The editorial begins with a series of cutesy clichés, makes a point about ideology, and then makes a claim that the decision means that . . . “Ideology trumped common sense, as it so often does in the progressive world.” Note the reference to the “progressive world.” What’s the point here? Is it that since supposedly progressives embrace ideology over pragmatics it’s understandable right-wingers do it, too? That’s fine as far as clichéd arguments go, but in the context of an editorial about a terrible decision by Fallin and other leaders, it dilutes and tries to shift blame. The logic, advanced by the editorial, goes something like this: Fallin made a bad decision. It was based on ideology. But progressives make decisions based on ideology. That’s the real problem.
Then there’s this “logic” about Fallin’s decision:
. . . Liberals who opposed the Bush-era tax cuts nevertheless benefitted from them through lower withholding. On principle, they could have sent the money back to Washington, but that wouldn’t have made any difference. The tax cuts will continue indefinitely; liberals will continue to benefit.
But the small tax cuts for the middle-class, in most cases, didn’t even begin to make a dent in rising health-care and insurance costs.
Then we finally get to the crux of the editorial, which, remember, is ostensibly about the Republican decision here to reject the federal government money:
Rejection of the grant was a no-brainer – as in mindless pandering to an ideological base. That’s something President Obama is very good at.
So is the editorial about the decision to reject the money or is it really just another attack on progressives and Obama? Surely, whoever wrote the editorial knows rhetorical attacks against Obama and progressives in the state’s largest newspaper would just make it even more difficult for Fallin and crew to accept federal money tied to health-care reform. In other words, the newspaper, through this editorial and countless others, helps create the political atmosphere for such irresponsible, right-wing ideological decisions. The Oklahoman doesn’t have the smart take on the issue; it is the issue.
None of this would matter on some level if Oklahoma didn’t face a $500 million budget shortfall for next fiscal year or if it had an outstanding health-care system. But we do face major budget problems, and medical outcomes in Oklahoma have consistently been some of the worst in the nation. Thousands upon thousands of state residents have no health insurance. Oklahoma, just as it does year after year with weather emergency declarations, needs the help of the federal government. There’s nothing wrong with that.
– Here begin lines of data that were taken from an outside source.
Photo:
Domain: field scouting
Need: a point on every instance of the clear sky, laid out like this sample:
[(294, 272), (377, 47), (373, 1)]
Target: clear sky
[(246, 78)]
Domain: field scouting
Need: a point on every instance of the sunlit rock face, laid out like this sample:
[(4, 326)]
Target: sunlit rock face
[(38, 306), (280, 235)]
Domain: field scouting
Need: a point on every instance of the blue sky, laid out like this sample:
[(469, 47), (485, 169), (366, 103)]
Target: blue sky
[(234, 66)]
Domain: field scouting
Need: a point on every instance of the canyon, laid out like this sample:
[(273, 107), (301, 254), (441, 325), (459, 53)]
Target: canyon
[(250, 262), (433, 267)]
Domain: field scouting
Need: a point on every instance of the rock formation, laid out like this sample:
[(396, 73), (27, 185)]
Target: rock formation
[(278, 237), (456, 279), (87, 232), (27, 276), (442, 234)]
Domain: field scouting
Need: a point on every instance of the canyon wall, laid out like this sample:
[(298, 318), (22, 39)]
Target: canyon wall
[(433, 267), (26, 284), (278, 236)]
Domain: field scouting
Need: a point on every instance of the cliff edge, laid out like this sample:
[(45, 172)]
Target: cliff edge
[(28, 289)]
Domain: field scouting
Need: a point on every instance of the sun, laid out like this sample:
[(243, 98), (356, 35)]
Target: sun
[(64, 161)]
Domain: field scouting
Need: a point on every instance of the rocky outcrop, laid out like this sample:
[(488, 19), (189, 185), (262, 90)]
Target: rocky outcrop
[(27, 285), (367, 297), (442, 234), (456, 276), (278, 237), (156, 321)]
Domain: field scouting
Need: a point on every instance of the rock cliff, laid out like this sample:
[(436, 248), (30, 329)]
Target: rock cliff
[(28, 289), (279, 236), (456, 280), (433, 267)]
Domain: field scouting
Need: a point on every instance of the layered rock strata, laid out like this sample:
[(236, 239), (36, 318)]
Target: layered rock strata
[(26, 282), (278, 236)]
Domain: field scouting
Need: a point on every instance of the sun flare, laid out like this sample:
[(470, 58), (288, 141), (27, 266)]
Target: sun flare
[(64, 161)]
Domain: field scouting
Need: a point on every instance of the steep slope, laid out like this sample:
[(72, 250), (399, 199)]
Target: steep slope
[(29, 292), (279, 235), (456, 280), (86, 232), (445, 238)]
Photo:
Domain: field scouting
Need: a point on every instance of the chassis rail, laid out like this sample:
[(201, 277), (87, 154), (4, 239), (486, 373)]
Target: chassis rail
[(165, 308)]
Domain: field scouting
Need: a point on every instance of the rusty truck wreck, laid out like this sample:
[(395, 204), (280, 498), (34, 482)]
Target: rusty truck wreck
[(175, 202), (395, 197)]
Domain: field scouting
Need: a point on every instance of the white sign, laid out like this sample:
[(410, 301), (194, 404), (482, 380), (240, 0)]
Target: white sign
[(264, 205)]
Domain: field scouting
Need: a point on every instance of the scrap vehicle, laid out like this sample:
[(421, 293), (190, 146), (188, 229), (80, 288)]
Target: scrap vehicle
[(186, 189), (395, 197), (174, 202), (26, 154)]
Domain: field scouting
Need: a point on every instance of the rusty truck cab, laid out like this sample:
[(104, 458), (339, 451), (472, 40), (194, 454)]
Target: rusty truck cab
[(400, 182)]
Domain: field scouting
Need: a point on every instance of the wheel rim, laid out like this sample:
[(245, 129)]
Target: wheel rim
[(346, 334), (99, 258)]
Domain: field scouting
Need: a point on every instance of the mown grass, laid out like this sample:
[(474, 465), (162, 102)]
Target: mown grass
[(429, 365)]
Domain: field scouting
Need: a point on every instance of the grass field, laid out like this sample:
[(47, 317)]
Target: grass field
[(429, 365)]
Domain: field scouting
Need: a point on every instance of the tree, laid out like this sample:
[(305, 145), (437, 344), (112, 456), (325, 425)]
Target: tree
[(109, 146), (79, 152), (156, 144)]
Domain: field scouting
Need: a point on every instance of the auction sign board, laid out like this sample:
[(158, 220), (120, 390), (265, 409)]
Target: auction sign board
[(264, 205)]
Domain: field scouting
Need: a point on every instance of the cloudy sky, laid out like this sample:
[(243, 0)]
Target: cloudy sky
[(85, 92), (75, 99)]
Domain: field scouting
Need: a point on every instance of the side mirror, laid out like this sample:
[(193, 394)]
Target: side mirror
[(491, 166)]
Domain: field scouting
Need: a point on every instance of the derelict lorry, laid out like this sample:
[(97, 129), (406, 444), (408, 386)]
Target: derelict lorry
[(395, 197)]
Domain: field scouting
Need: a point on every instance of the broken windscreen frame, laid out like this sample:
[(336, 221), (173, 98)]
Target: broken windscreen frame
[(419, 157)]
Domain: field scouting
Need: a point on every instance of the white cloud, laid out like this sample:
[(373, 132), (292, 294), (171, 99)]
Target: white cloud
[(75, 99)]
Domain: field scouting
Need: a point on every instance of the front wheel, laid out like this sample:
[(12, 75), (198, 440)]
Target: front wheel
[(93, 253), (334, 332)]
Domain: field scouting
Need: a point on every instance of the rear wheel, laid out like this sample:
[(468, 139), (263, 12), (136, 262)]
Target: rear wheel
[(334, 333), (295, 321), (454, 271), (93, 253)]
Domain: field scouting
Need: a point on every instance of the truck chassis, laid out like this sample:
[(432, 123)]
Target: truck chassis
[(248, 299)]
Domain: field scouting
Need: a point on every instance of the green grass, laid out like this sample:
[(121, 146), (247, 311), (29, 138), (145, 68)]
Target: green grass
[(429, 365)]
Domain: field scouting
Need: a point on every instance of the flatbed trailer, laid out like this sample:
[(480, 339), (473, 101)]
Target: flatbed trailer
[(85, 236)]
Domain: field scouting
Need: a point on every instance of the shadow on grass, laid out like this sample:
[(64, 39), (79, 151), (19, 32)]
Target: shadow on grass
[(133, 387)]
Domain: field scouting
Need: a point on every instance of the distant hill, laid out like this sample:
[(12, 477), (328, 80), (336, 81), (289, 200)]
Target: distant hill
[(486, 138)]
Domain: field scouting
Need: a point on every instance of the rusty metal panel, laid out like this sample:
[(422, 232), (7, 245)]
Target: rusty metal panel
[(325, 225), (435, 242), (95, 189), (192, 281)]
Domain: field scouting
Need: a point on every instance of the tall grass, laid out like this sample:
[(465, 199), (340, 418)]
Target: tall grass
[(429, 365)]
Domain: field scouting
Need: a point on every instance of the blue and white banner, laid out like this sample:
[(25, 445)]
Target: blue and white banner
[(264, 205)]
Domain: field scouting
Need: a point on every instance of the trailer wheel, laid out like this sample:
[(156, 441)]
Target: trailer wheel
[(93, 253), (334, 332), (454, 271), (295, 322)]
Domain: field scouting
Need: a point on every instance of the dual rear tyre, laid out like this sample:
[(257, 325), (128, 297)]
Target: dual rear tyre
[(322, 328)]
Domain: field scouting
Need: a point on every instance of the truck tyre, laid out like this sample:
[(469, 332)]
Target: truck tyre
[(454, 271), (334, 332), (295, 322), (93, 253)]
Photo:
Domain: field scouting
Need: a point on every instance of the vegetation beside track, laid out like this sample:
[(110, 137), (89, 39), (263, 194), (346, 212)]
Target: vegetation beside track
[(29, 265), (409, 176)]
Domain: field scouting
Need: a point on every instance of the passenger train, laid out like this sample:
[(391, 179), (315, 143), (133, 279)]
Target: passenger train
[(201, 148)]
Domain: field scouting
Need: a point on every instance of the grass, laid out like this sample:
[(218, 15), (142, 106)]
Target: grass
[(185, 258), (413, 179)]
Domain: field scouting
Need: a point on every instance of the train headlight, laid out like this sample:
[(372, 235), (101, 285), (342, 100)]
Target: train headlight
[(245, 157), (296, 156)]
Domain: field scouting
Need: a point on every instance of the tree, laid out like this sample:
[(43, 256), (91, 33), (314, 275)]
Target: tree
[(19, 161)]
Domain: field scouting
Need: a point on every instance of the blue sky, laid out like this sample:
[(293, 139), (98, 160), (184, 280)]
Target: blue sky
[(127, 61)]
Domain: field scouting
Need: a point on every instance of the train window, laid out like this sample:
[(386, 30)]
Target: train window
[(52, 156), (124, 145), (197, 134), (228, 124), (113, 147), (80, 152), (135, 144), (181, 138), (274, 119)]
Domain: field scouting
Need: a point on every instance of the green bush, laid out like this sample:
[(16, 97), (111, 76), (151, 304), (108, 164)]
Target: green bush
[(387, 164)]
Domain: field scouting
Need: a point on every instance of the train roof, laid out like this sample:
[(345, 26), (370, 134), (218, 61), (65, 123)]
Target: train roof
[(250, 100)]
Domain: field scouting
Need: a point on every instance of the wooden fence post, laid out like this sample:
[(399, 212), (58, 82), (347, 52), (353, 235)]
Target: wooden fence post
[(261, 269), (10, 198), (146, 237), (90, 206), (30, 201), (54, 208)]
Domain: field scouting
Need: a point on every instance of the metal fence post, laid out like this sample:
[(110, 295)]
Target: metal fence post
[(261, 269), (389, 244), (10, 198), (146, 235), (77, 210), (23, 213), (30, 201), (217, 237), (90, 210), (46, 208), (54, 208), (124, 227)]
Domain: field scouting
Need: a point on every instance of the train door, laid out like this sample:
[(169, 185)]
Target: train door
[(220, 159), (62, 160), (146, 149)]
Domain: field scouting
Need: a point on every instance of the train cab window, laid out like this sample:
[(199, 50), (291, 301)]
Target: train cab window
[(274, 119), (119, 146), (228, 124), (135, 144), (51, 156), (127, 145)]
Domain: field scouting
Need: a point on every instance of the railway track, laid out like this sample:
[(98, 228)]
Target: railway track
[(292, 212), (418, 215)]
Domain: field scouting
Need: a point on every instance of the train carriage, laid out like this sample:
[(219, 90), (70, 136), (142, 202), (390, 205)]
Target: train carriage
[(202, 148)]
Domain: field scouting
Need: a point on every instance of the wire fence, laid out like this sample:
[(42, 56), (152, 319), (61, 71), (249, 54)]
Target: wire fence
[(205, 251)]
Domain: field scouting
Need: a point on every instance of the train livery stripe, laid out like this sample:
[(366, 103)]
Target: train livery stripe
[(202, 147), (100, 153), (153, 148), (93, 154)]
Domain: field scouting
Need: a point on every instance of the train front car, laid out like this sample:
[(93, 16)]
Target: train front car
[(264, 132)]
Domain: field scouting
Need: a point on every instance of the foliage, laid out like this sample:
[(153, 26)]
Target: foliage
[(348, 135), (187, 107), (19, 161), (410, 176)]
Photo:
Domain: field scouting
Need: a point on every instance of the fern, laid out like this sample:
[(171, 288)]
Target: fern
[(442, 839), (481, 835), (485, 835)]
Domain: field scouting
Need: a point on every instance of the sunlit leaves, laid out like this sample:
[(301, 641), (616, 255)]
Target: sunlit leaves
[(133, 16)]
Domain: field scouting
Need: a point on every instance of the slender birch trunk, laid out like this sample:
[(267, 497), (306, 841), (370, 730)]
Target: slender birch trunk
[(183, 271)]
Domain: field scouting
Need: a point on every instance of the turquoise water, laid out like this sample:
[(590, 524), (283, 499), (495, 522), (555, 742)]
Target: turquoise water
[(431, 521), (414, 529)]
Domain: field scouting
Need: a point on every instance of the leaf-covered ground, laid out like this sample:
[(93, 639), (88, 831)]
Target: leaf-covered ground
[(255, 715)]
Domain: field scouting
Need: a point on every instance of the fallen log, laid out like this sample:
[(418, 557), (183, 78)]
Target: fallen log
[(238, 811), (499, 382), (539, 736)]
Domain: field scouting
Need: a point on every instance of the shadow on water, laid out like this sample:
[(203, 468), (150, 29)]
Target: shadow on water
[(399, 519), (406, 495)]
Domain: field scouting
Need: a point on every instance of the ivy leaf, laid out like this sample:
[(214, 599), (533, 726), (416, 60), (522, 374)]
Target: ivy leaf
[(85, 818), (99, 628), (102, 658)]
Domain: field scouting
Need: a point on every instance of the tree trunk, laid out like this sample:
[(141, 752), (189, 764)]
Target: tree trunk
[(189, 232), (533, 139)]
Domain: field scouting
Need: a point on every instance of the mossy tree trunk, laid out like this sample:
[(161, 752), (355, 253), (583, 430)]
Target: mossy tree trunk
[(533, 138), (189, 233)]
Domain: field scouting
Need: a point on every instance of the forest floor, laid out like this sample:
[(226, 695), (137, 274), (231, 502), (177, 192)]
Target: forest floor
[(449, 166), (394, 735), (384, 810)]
Fallin stayed consistent to her campaign rhetoric when she eventually rejected the money. (She initially expressed her intent to accept the money and then she flipped.) She actively campaigned against the right-wing Obama caricature. She supports the state’s lawsuit against the ACA. She now says state and private money will fund the exchange if the law isn’t repealed, but it’s difficult to believe Fallin or anyone else really believes the state can maverick its way to a system that substantially improves health care here.
Unfortunately, Fallin’s decision also suggests she’s moving away from what appeared to be more centrist political views she expressed indirectly and directly after she was elected. The Oklahoman, with its obvious methodical manipulation of new apologists, will make sure Fallin never strays too far from the anti-Obama message no matter what the cost to Oklahomans suffering from health problems for which they can’t afford treatment.